Just a reminder that tomorrow from 9am to 10pm at the Holly Hill Mall in Burlington, NC, is the first Burlington Mini Maker Faire. Check it out if you are in the area and you like making things. The mall parking lot will be hosting a D.A.R.E. carnival that day too, so after you look at the robots and wood lathes, you can ride a cocaine-free ferris wheel.
“A career in theatre props” is a well written article about Antony Barnett, Head of Props at the Royal Opera House. It discusses what he does as the lead prop maker at a very busy shop. It is also interesting in telling how British prop makers learn their craft and get started in the business.

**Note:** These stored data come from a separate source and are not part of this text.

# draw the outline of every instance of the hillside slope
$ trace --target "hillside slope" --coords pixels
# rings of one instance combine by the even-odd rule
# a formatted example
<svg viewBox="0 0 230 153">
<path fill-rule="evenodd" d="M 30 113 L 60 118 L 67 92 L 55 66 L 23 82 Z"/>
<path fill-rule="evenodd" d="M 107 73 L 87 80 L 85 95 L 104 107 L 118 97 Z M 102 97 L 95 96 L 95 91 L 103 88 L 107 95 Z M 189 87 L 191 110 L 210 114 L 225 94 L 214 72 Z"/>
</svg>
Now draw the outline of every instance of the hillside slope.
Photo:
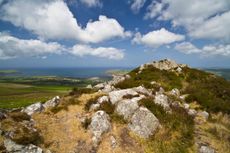
<svg viewBox="0 0 230 153">
<path fill-rule="evenodd" d="M 0 150 L 228 153 L 230 83 L 172 60 L 0 112 Z"/>
</svg>

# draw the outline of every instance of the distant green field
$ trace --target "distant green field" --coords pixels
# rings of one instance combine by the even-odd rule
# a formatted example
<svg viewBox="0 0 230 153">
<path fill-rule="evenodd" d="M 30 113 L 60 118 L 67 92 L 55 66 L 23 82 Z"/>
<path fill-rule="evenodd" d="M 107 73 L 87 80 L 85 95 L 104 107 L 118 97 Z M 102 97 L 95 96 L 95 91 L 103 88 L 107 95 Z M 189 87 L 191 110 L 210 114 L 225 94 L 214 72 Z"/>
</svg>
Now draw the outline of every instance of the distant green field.
<svg viewBox="0 0 230 153">
<path fill-rule="evenodd" d="M 18 108 L 68 93 L 70 86 L 0 83 L 0 108 Z"/>
</svg>

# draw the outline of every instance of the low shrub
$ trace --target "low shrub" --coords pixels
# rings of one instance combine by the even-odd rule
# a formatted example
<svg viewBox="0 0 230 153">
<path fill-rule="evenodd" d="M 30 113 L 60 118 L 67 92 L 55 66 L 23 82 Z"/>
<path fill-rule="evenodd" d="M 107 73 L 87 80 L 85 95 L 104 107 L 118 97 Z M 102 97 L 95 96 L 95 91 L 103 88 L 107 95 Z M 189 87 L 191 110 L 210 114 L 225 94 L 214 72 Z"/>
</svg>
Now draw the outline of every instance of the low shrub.
<svg viewBox="0 0 230 153">
<path fill-rule="evenodd" d="M 21 122 L 24 120 L 29 121 L 30 116 L 24 112 L 10 112 L 8 115 L 16 122 Z"/>
</svg>

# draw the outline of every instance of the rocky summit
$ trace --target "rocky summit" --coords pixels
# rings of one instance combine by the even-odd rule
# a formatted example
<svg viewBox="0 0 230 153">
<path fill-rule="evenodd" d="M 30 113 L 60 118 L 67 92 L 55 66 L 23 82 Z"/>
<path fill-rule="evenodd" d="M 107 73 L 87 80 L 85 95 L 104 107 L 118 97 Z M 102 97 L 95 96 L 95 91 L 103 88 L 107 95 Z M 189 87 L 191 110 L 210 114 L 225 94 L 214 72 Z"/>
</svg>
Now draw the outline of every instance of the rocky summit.
<svg viewBox="0 0 230 153">
<path fill-rule="evenodd" d="M 230 153 L 230 82 L 165 59 L 0 110 L 0 152 Z"/>
</svg>

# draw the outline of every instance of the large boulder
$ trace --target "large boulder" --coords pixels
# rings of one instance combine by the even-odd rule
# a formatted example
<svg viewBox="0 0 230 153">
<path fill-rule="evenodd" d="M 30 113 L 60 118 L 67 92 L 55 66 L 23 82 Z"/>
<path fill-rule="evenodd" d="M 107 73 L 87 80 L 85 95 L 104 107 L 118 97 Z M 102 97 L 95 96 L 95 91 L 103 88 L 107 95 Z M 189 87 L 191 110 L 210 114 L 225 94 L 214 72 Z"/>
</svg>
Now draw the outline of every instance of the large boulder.
<svg viewBox="0 0 230 153">
<path fill-rule="evenodd" d="M 142 97 L 135 97 L 132 99 L 124 99 L 120 102 L 118 102 L 117 107 L 116 107 L 116 112 L 123 116 L 124 119 L 129 119 L 132 117 L 134 112 L 139 108 L 138 106 L 138 101 L 141 100 Z"/>
<path fill-rule="evenodd" d="M 112 91 L 109 93 L 109 99 L 112 104 L 116 104 L 117 102 L 121 101 L 124 96 L 127 95 L 138 96 L 138 93 L 133 89 Z"/>
<path fill-rule="evenodd" d="M 44 109 L 41 102 L 32 104 L 22 109 L 22 112 L 27 113 L 28 115 L 33 115 L 34 113 L 40 113 Z"/>
<path fill-rule="evenodd" d="M 159 127 L 158 119 L 147 108 L 140 107 L 132 116 L 129 129 L 142 138 L 149 138 Z"/>
<path fill-rule="evenodd" d="M 51 100 L 48 100 L 45 104 L 43 104 L 43 106 L 45 108 L 56 107 L 59 103 L 60 103 L 60 97 L 56 96 L 52 98 Z"/>
<path fill-rule="evenodd" d="M 43 153 L 43 150 L 33 144 L 19 145 L 10 139 L 4 141 L 4 146 L 8 153 Z"/>
<path fill-rule="evenodd" d="M 156 92 L 156 95 L 154 98 L 154 103 L 162 106 L 164 108 L 164 110 L 167 112 L 171 111 L 168 96 L 166 96 L 162 93 Z"/>
<path fill-rule="evenodd" d="M 97 111 L 92 117 L 89 129 L 93 133 L 92 140 L 94 145 L 98 145 L 101 141 L 102 134 L 111 129 L 109 115 L 104 111 Z"/>
</svg>

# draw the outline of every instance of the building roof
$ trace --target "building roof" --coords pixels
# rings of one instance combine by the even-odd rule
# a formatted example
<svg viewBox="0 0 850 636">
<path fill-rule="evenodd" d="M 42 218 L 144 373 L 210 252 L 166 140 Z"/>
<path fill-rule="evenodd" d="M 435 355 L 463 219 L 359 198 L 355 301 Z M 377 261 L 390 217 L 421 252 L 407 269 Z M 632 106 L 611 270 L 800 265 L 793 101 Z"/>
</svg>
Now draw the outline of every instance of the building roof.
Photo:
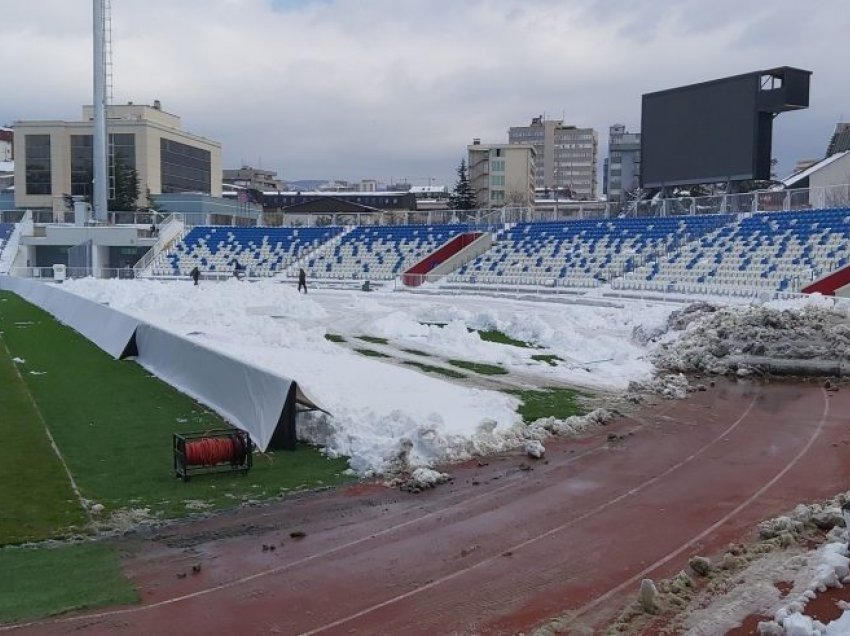
<svg viewBox="0 0 850 636">
<path fill-rule="evenodd" d="M 838 161 L 839 159 L 841 159 L 841 157 L 847 154 L 850 154 L 850 150 L 845 150 L 844 152 L 837 152 L 834 155 L 827 157 L 826 159 L 818 161 L 815 165 L 806 168 L 802 172 L 792 174 L 790 177 L 782 179 L 782 183 L 785 184 L 786 188 L 793 188 L 795 185 L 800 185 L 802 181 L 808 179 L 812 174 L 814 174 L 818 170 L 825 168 L 834 161 Z"/>
<path fill-rule="evenodd" d="M 410 192 L 413 194 L 444 194 L 448 191 L 446 186 L 410 186 Z"/>
<path fill-rule="evenodd" d="M 832 139 L 829 140 L 826 154 L 832 156 L 845 150 L 850 150 L 850 126 L 846 128 L 839 126 L 839 129 L 832 135 Z"/>
<path fill-rule="evenodd" d="M 15 162 L 14 161 L 0 161 L 0 172 L 14 172 L 15 171 Z"/>
</svg>

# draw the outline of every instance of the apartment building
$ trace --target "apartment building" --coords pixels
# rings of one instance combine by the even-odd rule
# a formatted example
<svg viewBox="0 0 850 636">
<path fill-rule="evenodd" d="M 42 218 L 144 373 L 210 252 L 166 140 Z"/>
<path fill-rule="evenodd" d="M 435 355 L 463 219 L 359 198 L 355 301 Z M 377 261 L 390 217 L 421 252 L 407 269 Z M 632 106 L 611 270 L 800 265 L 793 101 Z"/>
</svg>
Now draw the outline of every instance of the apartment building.
<svg viewBox="0 0 850 636">
<path fill-rule="evenodd" d="M 605 171 L 605 194 L 612 203 L 621 203 L 625 193 L 640 187 L 640 133 L 628 132 L 623 124 L 608 129 Z"/>
<path fill-rule="evenodd" d="M 534 147 L 535 187 L 557 189 L 577 199 L 597 198 L 599 138 L 592 128 L 566 125 L 563 120 L 541 115 L 529 126 L 512 126 L 508 142 Z"/>
<path fill-rule="evenodd" d="M 534 205 L 533 145 L 482 144 L 475 139 L 467 152 L 469 184 L 479 208 Z"/>
</svg>

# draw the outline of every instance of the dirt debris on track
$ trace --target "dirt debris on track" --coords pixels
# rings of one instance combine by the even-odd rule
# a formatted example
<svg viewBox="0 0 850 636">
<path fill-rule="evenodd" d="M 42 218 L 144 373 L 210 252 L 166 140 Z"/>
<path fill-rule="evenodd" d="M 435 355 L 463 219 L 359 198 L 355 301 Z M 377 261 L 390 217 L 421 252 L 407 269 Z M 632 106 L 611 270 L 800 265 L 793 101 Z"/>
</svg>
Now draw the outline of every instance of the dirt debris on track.
<svg viewBox="0 0 850 636">
<path fill-rule="evenodd" d="M 641 580 L 845 490 L 848 409 L 816 383 L 718 380 L 416 495 L 363 483 L 140 532 L 121 548 L 141 605 L 16 632 L 596 633 Z"/>
</svg>

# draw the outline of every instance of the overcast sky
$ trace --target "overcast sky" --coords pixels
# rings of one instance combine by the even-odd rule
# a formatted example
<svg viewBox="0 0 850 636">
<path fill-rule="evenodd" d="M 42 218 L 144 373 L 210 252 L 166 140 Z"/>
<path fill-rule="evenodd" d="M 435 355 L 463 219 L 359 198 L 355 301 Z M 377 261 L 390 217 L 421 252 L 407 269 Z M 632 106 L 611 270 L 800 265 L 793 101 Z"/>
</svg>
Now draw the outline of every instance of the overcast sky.
<svg viewBox="0 0 850 636">
<path fill-rule="evenodd" d="M 4 2 L 0 124 L 91 103 L 91 0 Z M 848 0 L 112 0 L 115 102 L 285 179 L 453 185 L 473 137 L 536 115 L 636 130 L 645 92 L 775 66 L 814 72 L 780 115 L 780 172 L 850 119 Z M 783 175 L 780 175 L 783 176 Z M 601 186 L 601 184 L 600 184 Z M 600 187 L 601 191 L 601 187 Z"/>
</svg>

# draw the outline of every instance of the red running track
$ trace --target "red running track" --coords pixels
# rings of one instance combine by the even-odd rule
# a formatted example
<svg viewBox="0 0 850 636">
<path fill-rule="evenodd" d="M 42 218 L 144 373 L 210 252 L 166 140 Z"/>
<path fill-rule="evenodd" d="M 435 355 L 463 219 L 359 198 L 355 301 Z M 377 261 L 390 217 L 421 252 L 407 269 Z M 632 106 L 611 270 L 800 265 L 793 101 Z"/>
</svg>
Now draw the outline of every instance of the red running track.
<svg viewBox="0 0 850 636">
<path fill-rule="evenodd" d="M 815 384 L 721 383 L 550 440 L 533 470 L 505 455 L 420 495 L 356 486 L 181 524 L 120 545 L 141 605 L 13 629 L 515 634 L 561 615 L 596 633 L 640 579 L 846 490 L 848 407 Z"/>
</svg>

Sad news out of Brazil; Tiago Klimeck, an actor playing Judas in an Easter Passion play, died from an accidental hanging during a performance. The article, while light on details, does mention that authorities think “the knot may have been wrongly tied.” The only safe way to do a live hanging is with the rope attached in the back to a harness under the actor’s costume. The loop of rope in the front should be incapable of holding any weight, and should be able to break away when the slightest bit of weight is applied. In other words, there should not be a knot that can accidentally be “wrongly tied”; there should not be any knot. Though this story may remind you of the accidental hanging of an actress in a Halloween haunted house last year (the girl lived), in that case, the noose was never intended for live hangings. It was simply a prop “used for visual affect” (I am not sure why articles on accidental hangings all need grammatical errors).
I just came across this, though it is from 1996. Patrick Tatopoulos is the maker of monsters from Stargate (the film), Independence Day, the John Cusack Godzilla film, and many others. Visual Effects Headquarters has an interview with him and a look at how he got started and what he has accomplished.
I missed this on the first go-around, but in honor of the 100th anniversary of the Titanic disaster, Popular Woodworking Magazine has posted free plans and instructions to build the deck chairs used on that infamous ship. It’s a complicated and involved chair, but it looks like a fun project if you want to own a piece of history (or if you are doing the musical Titanic).
Christopher Schwartz has posted the first chapter from Bernard Jones’ “The Practical Woodworker” on building crates and packing boxes. Crates and boxes seem like an easy item to construct, but the endless varieties and methods to construct them make them a good first project for a budding carpenter. Besides that, we build a lot of boxes in props, and even complicated forms have elements of box construction somewhere in them. This chapter does a great job of showing some of the more popular standards for box and crate construction.